Il giorno più bello di Riva, lo scudetto del Cagliari
La certezza del titolo matura il 12 aprile 1970. La Gazzetta dello Sport celebra in prima pagina lo scudetto del Cagliari con una foto di Riva che lancia fiori ai tifosi in estasi. Il trionfo dell’Amsicora, lo stadio del Cagliari di allora, si esprime e si riassume nel nuovo campione del calcio italiano. “Augiro a tutti quelli che giocano a calcio di provare una soddisfazione del genere” dice.
Angelo Rovelli, inviato della Gazzetta, racconta dei caroselli che si mischiano alla processione per il sesto centenario della madonna di Bonaria, dell’aria che si riempie dei “Viva Maria” e insieme dei “Cagliari matadore, ti sei vestito di tricolore”. Intanto, uno stralunato turista tedesco teme di essere finito in mezzo a una rivoluzione di piazza.
Riva, che aveva già avviato due anni prima l’unico successo europeo dell’Italia a Roma contro la Jugoslavia, parte per i Mondiali del Messico.

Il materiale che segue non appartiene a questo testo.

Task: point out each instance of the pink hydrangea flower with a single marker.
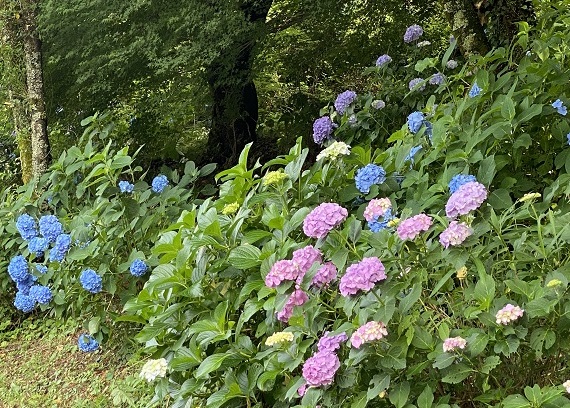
(304, 258)
(508, 314)
(455, 234)
(467, 198)
(362, 276)
(281, 271)
(452, 343)
(297, 298)
(410, 228)
(331, 343)
(325, 275)
(323, 219)
(320, 369)
(377, 208)
(368, 332)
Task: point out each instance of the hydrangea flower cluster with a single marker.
(154, 369)
(383, 60)
(369, 175)
(475, 91)
(415, 82)
(344, 100)
(368, 332)
(508, 314)
(90, 281)
(362, 276)
(378, 104)
(467, 198)
(87, 343)
(323, 128)
(453, 343)
(279, 338)
(159, 183)
(297, 298)
(138, 268)
(335, 150)
(559, 106)
(126, 187)
(455, 234)
(437, 79)
(458, 180)
(413, 33)
(411, 228)
(319, 222)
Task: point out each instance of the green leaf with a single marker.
(245, 257)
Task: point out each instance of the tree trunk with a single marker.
(41, 156)
(466, 27)
(235, 108)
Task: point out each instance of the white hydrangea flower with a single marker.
(154, 369)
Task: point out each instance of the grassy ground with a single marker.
(41, 366)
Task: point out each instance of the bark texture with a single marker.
(466, 27)
(235, 108)
(41, 157)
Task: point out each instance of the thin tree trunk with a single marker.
(41, 156)
(466, 27)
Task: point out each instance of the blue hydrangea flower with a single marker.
(27, 227)
(60, 248)
(437, 79)
(475, 91)
(25, 285)
(412, 33)
(559, 106)
(41, 294)
(458, 180)
(38, 245)
(383, 60)
(414, 82)
(369, 175)
(90, 281)
(138, 268)
(41, 268)
(18, 268)
(126, 187)
(87, 343)
(322, 129)
(413, 151)
(415, 121)
(159, 183)
(50, 227)
(24, 302)
(344, 100)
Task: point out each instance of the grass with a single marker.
(41, 366)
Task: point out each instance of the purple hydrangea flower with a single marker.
(455, 234)
(322, 129)
(331, 342)
(467, 198)
(369, 175)
(321, 368)
(344, 100)
(416, 81)
(458, 180)
(383, 60)
(411, 228)
(362, 276)
(415, 121)
(325, 275)
(27, 227)
(368, 332)
(413, 33)
(297, 298)
(319, 222)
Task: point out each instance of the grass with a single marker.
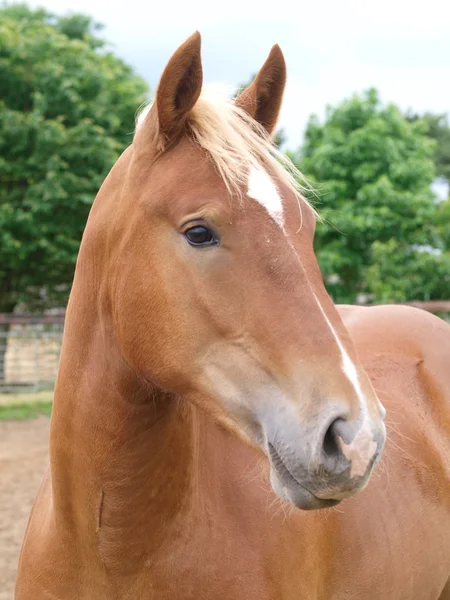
(25, 406)
(29, 410)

Segna nel 4-3 alla Germania, la partita del secolo, che rimane il punto più alto anche della sua storia in azzurro.
Riva, bomber da record in nazionale
Nell’ottobre del 1970 il Cagliari gioca talmente bene a San Siro contro l‘Inter che Mazzola gli chiede di andarci un po’ più piano. Partirà con la nazionale, Riva, ha un appuntamento col destino, con “il boia del Prater” Norbert Hof che gli frattura il perone.

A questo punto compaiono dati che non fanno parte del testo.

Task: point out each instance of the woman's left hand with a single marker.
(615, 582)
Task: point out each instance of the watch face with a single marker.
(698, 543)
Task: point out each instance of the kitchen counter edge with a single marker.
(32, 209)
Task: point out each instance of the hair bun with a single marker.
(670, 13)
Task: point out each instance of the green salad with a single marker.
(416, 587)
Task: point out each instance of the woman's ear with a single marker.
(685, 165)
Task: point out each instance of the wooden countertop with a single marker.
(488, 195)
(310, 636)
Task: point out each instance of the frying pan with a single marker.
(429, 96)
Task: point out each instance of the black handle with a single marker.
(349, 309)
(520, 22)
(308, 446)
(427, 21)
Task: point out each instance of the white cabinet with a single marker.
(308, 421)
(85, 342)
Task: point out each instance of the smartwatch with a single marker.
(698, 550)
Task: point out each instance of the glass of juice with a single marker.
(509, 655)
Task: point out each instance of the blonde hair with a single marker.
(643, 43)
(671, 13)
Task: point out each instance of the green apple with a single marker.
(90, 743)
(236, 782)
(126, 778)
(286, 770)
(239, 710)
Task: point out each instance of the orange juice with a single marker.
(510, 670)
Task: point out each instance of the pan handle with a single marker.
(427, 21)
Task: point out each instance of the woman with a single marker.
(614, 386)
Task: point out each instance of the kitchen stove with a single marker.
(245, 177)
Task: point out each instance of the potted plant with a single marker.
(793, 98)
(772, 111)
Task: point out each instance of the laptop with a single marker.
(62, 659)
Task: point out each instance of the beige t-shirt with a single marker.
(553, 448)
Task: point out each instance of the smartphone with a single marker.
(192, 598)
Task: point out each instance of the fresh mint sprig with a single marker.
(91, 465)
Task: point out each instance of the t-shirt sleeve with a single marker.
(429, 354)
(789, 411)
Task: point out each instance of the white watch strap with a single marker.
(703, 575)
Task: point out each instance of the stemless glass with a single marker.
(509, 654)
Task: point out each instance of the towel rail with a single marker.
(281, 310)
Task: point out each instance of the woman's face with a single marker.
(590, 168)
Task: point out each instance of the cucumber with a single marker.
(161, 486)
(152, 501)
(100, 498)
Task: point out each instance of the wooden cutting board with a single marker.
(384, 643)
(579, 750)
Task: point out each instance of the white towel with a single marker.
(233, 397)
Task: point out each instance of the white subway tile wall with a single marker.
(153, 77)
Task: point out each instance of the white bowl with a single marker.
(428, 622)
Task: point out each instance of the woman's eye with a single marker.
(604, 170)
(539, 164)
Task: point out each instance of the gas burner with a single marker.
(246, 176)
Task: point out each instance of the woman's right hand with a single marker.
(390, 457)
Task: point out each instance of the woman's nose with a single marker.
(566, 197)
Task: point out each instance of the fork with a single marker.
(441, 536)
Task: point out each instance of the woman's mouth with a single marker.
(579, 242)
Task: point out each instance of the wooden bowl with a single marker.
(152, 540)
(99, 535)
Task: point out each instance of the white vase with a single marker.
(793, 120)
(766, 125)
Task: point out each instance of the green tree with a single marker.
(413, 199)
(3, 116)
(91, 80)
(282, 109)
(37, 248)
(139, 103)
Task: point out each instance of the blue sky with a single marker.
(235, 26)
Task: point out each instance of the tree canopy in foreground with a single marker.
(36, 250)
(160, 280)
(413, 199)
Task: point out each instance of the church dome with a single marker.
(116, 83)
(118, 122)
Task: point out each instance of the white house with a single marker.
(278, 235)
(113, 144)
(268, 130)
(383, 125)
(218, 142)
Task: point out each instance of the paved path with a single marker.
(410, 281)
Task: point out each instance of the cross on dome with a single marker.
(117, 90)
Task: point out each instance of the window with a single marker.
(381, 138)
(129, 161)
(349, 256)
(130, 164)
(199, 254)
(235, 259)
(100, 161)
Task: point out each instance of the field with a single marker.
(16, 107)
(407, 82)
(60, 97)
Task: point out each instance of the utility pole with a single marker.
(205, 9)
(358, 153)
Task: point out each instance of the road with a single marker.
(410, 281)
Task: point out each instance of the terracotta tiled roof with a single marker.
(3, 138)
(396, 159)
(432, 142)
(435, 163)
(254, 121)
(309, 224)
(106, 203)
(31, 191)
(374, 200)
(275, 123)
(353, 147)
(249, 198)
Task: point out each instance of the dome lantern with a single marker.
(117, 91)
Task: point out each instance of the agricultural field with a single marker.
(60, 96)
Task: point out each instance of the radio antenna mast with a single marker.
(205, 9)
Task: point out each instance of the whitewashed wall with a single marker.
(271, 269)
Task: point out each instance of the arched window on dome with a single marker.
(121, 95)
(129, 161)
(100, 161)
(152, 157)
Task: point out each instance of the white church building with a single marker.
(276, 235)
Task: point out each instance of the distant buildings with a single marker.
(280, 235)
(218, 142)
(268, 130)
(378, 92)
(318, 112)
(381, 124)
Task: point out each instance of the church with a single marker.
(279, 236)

Il Cagliari via via si disgrega, i suoi livelli non sono gli stessi di una volta, anche la nazionale affonda nel Mondiale del 1974 in quell’azzurro tenebra che Giovanni Arpino ha meravigliosamente ritratto come immagine della nazionale e di un’Italia molle, prigioniera di piccole invidie e troppi sogni. Rombo di tuono segnerà contro l’Argentina l’ultimo dei suoi 35 gol in 42 partite in azzurro che ne fanno il miglior bomber azzurro di tutti i tempi.
L’amicizia silenziosa tra Riva e De André
Solo la passione l’ha rimesso in piedi, perché l’inferno esiste solo per chi ne ha paura. Canta così Fabrizio De Andrè in Preghiera in gennaio, canzone che Riva non si stanca mai di ascoltare. L’ha scritta da poco quando un suo compagno di squadra che era stato trasferito a Genova li fa incontrare. Il whisky scioglie i silenzi timidi, De Andrè gli racconta che di notte ascolta i rumori della campagna per trovare l’ispirazione. Anche De Andrè ha chiamato casa la Sardegna. Come Riva, che è diventato uno di casa. “Una volta sono entrato a Seui in casa di una vecchietta. Sul muro, a fianco delle foto dei sui familiari, era appesa anche una mia fotografia. Bellissimo, consideravano anche me uno di famiglia” ha raccontato Riva.
Gigi Riva, che nel 1972 ha sfidato al Sant’Elia il Santos di Pele,ha reso Cagliari e il Cagliari un pezzo di casa per i sardi nel mondo.